• Une fugue (3/3) - Dominique B. - Nouvelle

    p-sticker-parisLe père,  qui ne se soucie pas de ces états d'âme : ce qui compte avant tout se résume à l'entretien de la maison et du jardin...

     

    - Louis, tu ramasseras les feuilles ! Louis, n'oublie pas l'arrosage !

     

    Le terrain de huit cents mètres carrés ressemble au petit Versailles avec ses pelouses rectangulaires où pas un seul brin d'herbe ne dépasse des bordures austères.
    Les allées, parsemées de graviers immaculés, délimitent ces morceaux domestiqués qu'entourent
    des troènes taillés plusieurs fois dans la saison. Les arbres fruitiers rivalisent avec un parterre de légumes et des rangées d'hortensias.

     

    - Louis, le désherbage !

     

    Patrick, le cadet, réussit à se faire oublier dans l'entretien des voitures tandis que Marie déserte la vaisselle, pour d'autres cieux...

     

    - Tu veux bien laver les assiettes, chéri ?

     

    - Quand j'aurai fini, souffle lourdement Louis à sa mère. Après, je pourrai jouer avec les copains, m'man ? 

    Une demande timide dans laquelle pointe une trace de jalousie envers son frère et sa soeur.

    - Il faut d'abord que tu aides ton père pour son bricolage, répond-elle.

     

    Patrick apparaît quand il veut tandis que Marie flirte avec le voisin...

    Combien de fois Louis endurera de longues stations immobiles à tenir des pièces pour son père et lui transmettre des outils?

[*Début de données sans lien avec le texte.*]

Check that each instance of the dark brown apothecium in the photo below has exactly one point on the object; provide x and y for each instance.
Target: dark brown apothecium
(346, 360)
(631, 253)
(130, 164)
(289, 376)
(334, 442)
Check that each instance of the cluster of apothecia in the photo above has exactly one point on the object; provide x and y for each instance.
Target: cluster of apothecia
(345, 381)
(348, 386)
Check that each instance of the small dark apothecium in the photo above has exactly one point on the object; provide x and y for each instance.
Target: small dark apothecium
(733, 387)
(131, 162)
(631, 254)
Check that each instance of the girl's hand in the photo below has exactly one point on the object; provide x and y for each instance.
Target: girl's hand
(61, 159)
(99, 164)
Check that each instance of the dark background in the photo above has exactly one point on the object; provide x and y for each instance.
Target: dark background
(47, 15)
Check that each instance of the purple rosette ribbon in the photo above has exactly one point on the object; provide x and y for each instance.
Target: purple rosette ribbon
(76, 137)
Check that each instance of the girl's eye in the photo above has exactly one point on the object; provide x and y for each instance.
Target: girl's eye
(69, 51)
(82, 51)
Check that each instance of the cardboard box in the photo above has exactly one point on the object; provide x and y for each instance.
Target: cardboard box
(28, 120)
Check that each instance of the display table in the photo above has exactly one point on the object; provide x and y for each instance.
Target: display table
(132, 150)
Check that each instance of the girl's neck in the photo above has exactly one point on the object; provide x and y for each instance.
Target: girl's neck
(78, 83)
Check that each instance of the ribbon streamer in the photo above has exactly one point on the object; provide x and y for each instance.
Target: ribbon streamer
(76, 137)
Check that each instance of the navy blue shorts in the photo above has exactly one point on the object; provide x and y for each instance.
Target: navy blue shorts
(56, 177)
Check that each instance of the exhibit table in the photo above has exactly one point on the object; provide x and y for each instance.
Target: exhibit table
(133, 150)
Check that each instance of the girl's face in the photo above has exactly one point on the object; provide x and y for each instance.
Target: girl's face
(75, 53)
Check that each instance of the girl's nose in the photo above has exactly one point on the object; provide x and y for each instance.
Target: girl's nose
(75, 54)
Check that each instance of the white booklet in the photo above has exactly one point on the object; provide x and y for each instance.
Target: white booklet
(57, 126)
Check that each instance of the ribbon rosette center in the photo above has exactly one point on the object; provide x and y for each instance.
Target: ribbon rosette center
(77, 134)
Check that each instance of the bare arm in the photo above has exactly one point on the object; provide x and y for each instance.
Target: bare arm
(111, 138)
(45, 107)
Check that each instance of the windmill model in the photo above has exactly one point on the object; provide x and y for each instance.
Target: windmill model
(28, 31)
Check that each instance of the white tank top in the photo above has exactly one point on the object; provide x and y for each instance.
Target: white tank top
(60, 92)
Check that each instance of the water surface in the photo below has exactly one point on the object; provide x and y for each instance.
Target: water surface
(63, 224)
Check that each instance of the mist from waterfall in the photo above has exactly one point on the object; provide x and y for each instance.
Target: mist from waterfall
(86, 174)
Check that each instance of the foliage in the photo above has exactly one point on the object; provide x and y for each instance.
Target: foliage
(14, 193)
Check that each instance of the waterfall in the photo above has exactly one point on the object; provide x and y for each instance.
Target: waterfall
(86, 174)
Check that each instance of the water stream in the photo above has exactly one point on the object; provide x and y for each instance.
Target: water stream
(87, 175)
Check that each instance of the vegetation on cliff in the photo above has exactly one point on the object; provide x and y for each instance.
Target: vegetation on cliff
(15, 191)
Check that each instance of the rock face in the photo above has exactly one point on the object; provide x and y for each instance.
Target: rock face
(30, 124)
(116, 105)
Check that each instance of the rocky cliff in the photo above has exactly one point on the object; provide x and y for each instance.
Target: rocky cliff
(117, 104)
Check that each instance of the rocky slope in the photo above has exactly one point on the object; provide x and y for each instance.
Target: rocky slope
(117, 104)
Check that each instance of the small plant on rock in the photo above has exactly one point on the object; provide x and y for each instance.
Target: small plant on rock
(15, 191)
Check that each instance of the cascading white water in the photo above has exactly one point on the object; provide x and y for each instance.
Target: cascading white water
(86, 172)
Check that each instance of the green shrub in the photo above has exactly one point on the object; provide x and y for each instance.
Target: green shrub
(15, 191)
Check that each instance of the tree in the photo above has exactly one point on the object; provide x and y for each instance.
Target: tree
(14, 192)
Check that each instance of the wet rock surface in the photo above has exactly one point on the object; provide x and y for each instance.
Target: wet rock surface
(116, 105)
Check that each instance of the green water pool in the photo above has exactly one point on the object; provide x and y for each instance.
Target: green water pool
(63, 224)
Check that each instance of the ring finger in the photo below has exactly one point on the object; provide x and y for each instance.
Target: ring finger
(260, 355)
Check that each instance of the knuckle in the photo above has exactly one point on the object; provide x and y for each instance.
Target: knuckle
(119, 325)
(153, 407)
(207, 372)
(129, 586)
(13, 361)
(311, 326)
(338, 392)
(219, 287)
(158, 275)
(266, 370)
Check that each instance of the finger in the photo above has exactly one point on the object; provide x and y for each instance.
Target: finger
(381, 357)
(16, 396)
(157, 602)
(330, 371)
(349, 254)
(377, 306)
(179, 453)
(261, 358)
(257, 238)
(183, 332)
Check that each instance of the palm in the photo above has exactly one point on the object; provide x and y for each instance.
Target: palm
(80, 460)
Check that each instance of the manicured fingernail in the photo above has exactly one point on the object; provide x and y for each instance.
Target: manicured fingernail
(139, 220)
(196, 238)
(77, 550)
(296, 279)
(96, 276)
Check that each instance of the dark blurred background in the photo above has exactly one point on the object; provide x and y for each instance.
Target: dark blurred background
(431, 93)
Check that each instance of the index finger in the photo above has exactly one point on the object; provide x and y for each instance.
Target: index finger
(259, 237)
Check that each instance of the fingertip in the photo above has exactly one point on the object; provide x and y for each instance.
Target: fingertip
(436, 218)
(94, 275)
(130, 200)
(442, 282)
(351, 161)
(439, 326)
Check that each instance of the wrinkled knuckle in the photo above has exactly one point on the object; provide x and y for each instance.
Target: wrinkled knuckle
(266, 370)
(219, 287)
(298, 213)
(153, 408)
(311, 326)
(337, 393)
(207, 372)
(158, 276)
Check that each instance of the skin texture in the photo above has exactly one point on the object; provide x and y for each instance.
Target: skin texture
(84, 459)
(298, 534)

    L'enfant rêve, avec toutefois la satisfaction du sourire paternel satisfait de son aide et, ô miracle, une complicité fugitive mais chaleureuse... .

     

    « Pourquoi seulement cela, papa ? » pense Louis qui ne sait pas faire semblant.

     

    - Intéresse-toi à ton travail ! gronde le paternel. Le fer à souder passe devant son visage comme un éclair bleuté et Louis s'écarte brusquement en rattrapant la pièce d'un geste vif ; son père le scrute et soupire pendant que l'adolescent lui pose des questions n'ayant rien à voir avec les grilles du portail qu'il est en train de restaurer...

     

    - Concentre-toi, ne bouge pas !

     

    - Oui, papa, répond Louis en pensant au bleu féerique qu'il transpose sur un tableau imaginaire...

     

    Peut-il parler de ce qu'il aime ? Impossible. Il cherche son regard, mais ne le trouve pas. Il raconte à sa mère des histoires de ce monde qu'elle ignore, elle aussi.

     

    - Mon petit, le monde est ainsi, soupire-t-elle.

     

    L'adolescent, dans le noir, a peur sur son vélo branlant.   (« Ai-je bien réfléchi avant de m’enfuir? ») pense-t-il entre deux sanglots étouffés.  (Désespérément, il tente de se convaincre qu’il a pris la bonne décision.)

     

    Ils vivent sur des planètes différentes sans parvenir à se rejoindre. Ses parents mettent ces conflits sur l'inévitable crise de la puberté.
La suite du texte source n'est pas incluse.